Павел Филонов: реальность и мифы - Людмила Правоверова
Шрифт:
Интервал:
Закладка:
23 марта 37 года. Пять часов. Плохо глядит Паня, цвет землистый, ест мало. Порою мне кажется, что он отвык сразу съесть побольше. Хозяйство много берет. Каждое утро обязательно моет пол — сколько ведер воды перетащит за день. Ведь я не могу.
<…> Поражает его энергия и бодрость, вера его в успех, убежденность, что еще год-два-три-четыре, его мировоззрение, его методы восторжествуют и шарлатанство в искусстве изживет, что командные места будут в руках честных людей.
<…> Филонова спасает его сон. Не успеет положить голову на подушку, как спит непробудным сном, что не мешает ему быть чутким и отзываться на зов или стук.

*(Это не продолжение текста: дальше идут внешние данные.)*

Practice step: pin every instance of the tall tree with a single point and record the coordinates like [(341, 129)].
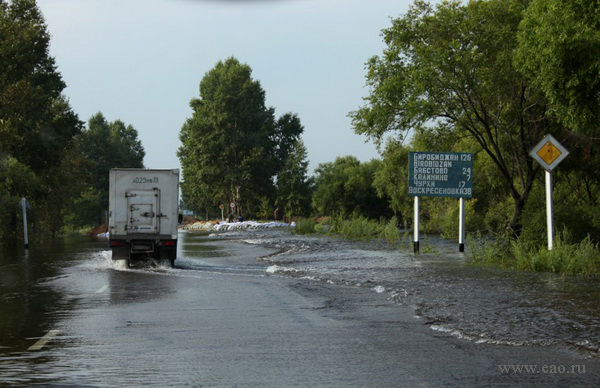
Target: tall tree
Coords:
[(293, 185), (37, 125), (559, 42), (451, 67), (232, 146), (346, 186)]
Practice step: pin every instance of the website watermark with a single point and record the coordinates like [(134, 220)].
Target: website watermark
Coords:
[(542, 369)]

25 июня 1937 года. Вчера меня вид Пани расстроил: бледный, бледный, как будто бескровный, глаза усталые, худой, а настроение бодрое — шутит, смеется, рад свиданию. Что мне с ним делать?! Больно экономничает. Его еда — чай и хлеб. Сколько я ни говорю: «Паня, сколько ты должен, но еще несколько лишних: ведь ты работу получишь и, как всегда, накопится и ты возвратишь. Что я буду делать, если ты разболеешься? Ведь всему есть границы, и твоему организму. Ты не выходишь, все в комнате сидишь без движения (у окна на воздухе)». Дорогой, он так верит в свои силы, в свою выносливость. А мне так страшно…

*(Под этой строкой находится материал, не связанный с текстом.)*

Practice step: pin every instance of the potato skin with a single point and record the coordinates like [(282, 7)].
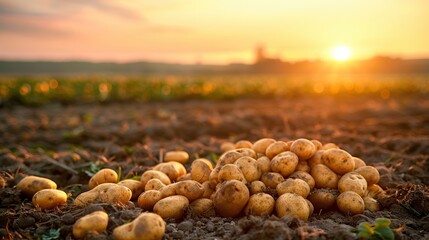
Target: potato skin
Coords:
[(106, 175), (260, 204), (171, 207), (49, 198), (147, 226), (324, 177), (94, 222), (339, 161), (231, 198), (290, 204), (29, 185), (350, 203)]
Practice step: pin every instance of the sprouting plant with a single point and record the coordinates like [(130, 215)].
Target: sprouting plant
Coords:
[(379, 230)]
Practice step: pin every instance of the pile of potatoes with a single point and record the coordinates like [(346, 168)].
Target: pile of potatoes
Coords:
[(288, 178)]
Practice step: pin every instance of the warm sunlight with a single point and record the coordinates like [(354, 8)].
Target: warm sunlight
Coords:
[(341, 53)]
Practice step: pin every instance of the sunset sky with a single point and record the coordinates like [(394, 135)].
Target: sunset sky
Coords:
[(210, 31)]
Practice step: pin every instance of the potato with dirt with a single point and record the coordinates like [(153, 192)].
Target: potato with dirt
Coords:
[(106, 175), (147, 226), (284, 163), (29, 185), (260, 204), (230, 199), (95, 223), (49, 198), (171, 207), (293, 205)]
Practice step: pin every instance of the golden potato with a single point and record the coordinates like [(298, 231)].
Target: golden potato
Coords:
[(293, 205), (148, 199), (272, 179), (260, 204), (249, 167), (303, 148), (147, 226), (154, 174), (276, 148), (103, 176), (231, 198), (264, 164), (261, 145), (171, 207), (324, 177), (134, 185), (257, 187), (231, 172), (350, 203), (243, 144), (339, 161), (201, 169), (94, 222), (49, 198), (370, 173), (322, 199), (304, 176), (29, 185), (176, 156), (284, 163), (352, 181), (296, 186)]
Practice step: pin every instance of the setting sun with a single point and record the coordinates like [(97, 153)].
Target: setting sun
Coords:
[(341, 53)]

16 октября 1937 года. Накануне 14-го были Маня и Дунюшка. Рассказали, что отец и сын Градские вместе с Евдокией Николаевной решили организовать новый номер, а именно, они как гитаристы будут выступать совместно. Их слышал организатор концертов и еще несколько человек. Он, как и они, очарованы ее голосом и вообще находят, что номер будет иметь большой успех. Мы с Ланей не слушали ее уже несколько лет. 14-го, как условились, мы с Паней поехали к ним к двум часам.
Градскому лет 40–42, сыну 19.
Пела Дунюшка «Муки любви», «Серенаду» Шаминад, «Сердце-игрушка», «Нинеллу», «Лолиту», «О, не целуй меня», «Я знал ее милым ребенком», «Где судьба», «Шарманщика» Шуберта… Мы с Паней были поражены красотой, силой, диапазоном и выразительностью ее голоса. Ансамбль выходит как нечто цельное, слившееся в одно. Когда она запела «Где судьба», то мне показалось, что слышу Галли Курчи[284], но в более ярких и живых тонах, так как Галли Курчи я знаю по радио. Мы с Паней записывали свои впечатления и оставили их Дунюшке.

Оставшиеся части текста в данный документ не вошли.